An event that recently provided a welcome diversion from home-office-as-usual was the annual conference of the German Society for Media Studies that took place from 29 September until 2 October 2020. This year’s topic, “Experimentieren” [Experimenting], could not have been more fitting, considering the fact that the conference took place in the form of several parallel live streams, with the participants jumping back and forth between them, depending on which of the numerous discussions and workshops they wanted to attend. I had the pleasure of attending the workshop “REMEDIATE! Mediale Experimente und Grenzüberschreitungen im Comic” [Media Experiments and Crossing Borders in Comics] during which we had a lively and very interesting discussion on comics by Liv Strömquist, Julie Doucet, members of the OuBaPo, Marc-Antoine Mathieu and Chris Ware. A meeting of the society’s Committee for Comics Studies also took place. Many ComFor members participate in this committee as well and we frequently collaborate with each other.

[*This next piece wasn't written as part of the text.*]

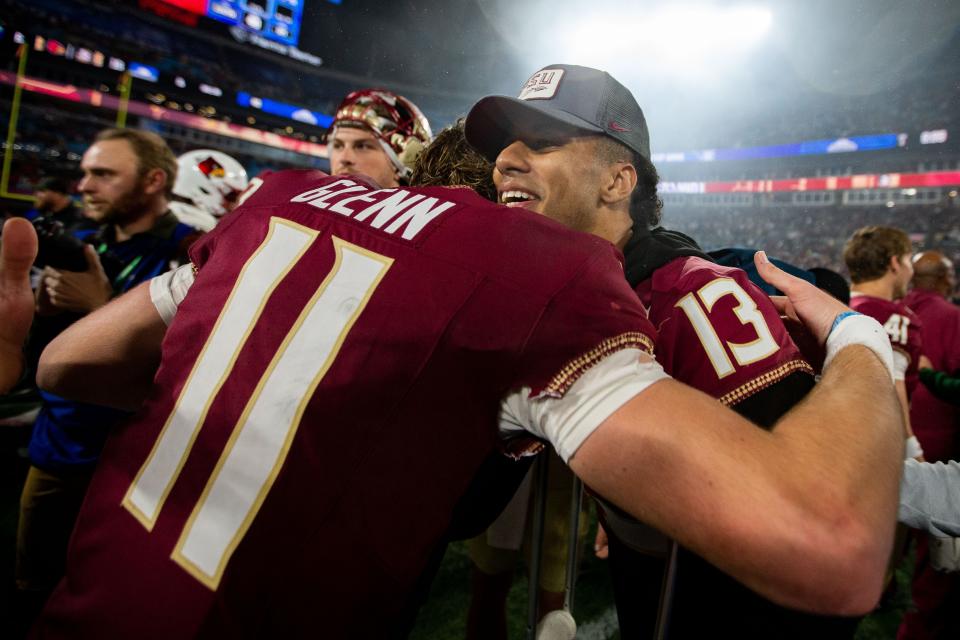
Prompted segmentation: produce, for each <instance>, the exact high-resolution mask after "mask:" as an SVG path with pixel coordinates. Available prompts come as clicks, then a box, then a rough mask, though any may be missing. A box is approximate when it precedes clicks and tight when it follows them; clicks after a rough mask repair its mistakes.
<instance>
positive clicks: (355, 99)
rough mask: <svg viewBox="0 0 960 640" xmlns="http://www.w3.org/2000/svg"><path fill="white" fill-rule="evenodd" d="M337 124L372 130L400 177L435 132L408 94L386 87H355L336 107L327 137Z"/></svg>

And, last but not least, there is of course ComFor’s own annual conference, which is – at the time I am writing this – only a few days away (8-10 October, 2020). This year’s topic is “Comics & Agency”. I have heard that registrations have been coming in by the bulk these past few days and it seems that streaming the conference via Zoom has turned it into a much more international event than our previous conferences have been. So even though I regret not having the opportunity to see all those colleagues and friends in person (after all, our annual conferences are usually a nice get-together of people working at different ends of the country or even abroad), I am very excited about this and curious to see the impact this will have on the discussions!

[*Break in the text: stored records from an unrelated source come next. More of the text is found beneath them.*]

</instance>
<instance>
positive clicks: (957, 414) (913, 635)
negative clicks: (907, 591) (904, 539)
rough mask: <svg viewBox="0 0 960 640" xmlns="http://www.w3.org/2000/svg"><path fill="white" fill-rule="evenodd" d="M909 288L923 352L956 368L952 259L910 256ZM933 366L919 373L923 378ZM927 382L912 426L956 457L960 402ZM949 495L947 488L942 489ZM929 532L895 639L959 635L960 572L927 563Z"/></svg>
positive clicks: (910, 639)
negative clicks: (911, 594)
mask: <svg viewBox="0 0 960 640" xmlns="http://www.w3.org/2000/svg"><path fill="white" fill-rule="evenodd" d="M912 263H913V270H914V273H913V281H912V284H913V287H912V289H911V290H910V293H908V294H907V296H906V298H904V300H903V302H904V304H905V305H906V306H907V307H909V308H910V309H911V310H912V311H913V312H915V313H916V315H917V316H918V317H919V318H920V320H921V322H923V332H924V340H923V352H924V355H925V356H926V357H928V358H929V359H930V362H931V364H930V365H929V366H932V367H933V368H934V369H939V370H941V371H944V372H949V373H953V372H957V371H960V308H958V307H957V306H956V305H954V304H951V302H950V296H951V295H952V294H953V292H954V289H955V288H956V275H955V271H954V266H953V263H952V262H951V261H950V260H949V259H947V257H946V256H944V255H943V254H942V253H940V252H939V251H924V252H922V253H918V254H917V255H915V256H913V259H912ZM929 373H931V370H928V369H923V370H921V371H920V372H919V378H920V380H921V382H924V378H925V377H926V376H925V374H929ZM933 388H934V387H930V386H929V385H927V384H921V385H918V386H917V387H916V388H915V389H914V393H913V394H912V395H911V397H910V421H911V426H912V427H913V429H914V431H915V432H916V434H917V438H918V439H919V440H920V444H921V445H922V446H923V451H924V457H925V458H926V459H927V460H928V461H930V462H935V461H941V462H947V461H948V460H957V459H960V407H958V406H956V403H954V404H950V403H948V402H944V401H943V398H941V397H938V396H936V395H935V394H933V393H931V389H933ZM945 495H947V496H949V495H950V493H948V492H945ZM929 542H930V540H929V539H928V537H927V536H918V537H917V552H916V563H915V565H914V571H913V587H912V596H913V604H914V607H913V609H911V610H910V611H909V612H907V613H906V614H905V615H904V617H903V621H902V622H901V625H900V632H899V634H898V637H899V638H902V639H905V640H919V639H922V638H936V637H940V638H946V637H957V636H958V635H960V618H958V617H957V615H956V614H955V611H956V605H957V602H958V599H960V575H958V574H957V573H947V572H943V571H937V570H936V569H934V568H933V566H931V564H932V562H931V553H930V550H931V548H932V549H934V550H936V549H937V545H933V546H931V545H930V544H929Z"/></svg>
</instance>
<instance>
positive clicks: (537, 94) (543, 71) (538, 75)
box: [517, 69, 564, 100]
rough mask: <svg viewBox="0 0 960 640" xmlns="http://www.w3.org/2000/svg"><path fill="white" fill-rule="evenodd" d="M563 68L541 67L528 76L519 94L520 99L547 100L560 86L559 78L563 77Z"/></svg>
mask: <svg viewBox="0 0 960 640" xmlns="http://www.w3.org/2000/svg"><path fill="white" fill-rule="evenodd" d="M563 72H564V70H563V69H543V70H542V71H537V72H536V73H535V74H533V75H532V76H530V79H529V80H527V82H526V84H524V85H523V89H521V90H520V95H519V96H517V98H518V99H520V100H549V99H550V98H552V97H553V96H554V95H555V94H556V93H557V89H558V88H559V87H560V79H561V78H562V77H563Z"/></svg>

The conference programme is very promising this year: the keynote speakers are Henry Jenkins (University of Southern California), who will talk about “Comics and Stuff”, and Mel Gibson (Northumbria University), whose topic is “Librarians, Agency, Young People, and Comics: Graphic Account and the Development of Graphic Novel Collections in Public Libraries in Britain in the 1990s”. The panels address the agency of comic authors, editors, distributors and fans as well as digital and intermedial agency. A highlight of the conference will probably also be the digital award ceremony of the Martin Schüwer Prize, that the ComFor awards annually since 2019 in collaboration with the German Society for Media Studies’ Committee for Comics Studies for the publication of an outstanding article in the field of comics studies. This year’s laureate is Gesine Wegner (University of Leipzig) with her article “Reflections on the Boom of Graphic Pathography: The Effects and Affects of Narrating Disability and Illness in Comics”. An honourable mention also went to Joanna Nowotny (ETH Zürich) for her article “Repetition oder Revolution? Posthumane Identitätsentwürfe im Superheldencomic der Gegenwart” [Repetition or Revolution? Posthuman Conceptions of Identity in Contemporary Superhero Comics]. My congratulations go to both of them for their remarkable contributions that are a great reminder of the momentum that comics studies have gained in Germany over recent years.

I will close this update with a brief outlook on yet another award ceremony: the GINCO award, the German Inclusive Comic Award of the Independent Scene, which will also be awarded for the second time. The shortlist of nominees has just been released and includes many amazing creators and their works. The award ceremony will take place in late November. My colleagues and I will keep you posted!

Natalie Veith is a research fellow at the Department for English Literatures and Cultures of the University of Stuttgart. Her research interests are 19th to 21st century British literature and culture, visual and pluricodal media (comics, film and television, photography), visual culture studies, modes of representation and agency, gender studies and postclassical narratology. In her Ph.D. project, she is working with British neo-Victorian comic books. She has been a member of the German Society for Comics Studies (ComFor) since 2014 and joined the ComFor’s online editorial board in 2018.